Raccontare Renata Vattelappesca sarebbe come sparare correndo. Non c’è modo di centrare il bersaglio.
Nel 1967, Catherine Guérard scrisse un libro stilisticamente folle: 183 pagine e una frase soltanto. Comincia con Un giorno e finisce con …gli uccelli cantavano.
Quello che avete visto è l’unico punto, alla fine. In mezzo ci sono migliaia di virgole, ci sono gli spazi, i punti di domanda. Ci sono i pensieri, un solo unico, fiume di pensieri. Tutti di Renata.
Un lavoro non da poco, per la traduttrice, Paola Vallata. Il coraggio di averlo pubblicato, in Italia, è di Ventanas, un editore che ha subito dimostrato di voler correre a modo suo e di saper deragliare.

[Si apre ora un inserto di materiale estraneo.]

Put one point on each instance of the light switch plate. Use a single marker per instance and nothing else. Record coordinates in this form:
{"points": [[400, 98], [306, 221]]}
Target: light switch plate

Renata è una governante che un giorno si sveglia e decide di lasciare la casa dove presta servizio e dove vive. Decide, Renata, di essere padrona del suo tempo. Mette le sue cose in due pacchi e se ne va. Chiunque la incontri, tutte le persone che appartenevano alla sua vecchia vita, che la conoscevano in quanto governante, non riescono a capire. Immaginano che cambi padroni, che cambi lavoro. Deducono, di fronte ai reiterati rifiuti, che vada a stare da un parente, che abbia, infine, una rendita, qualcosa.
Impossibile comprendere che Renata non abbia un posto dove andare, che non lo voglia, che non senta alcun bisogno di continuare a servire.
Piuttosto, questa donna spregiudicata, riflette sulle costrizioni cui sono soggetti tutti, sugli obblighi insensati a cui si votano, ai quali non sanno sfuggire eppure, lei deduce, è così facile essere liberi, basta fermarsi, basta sapersi negare.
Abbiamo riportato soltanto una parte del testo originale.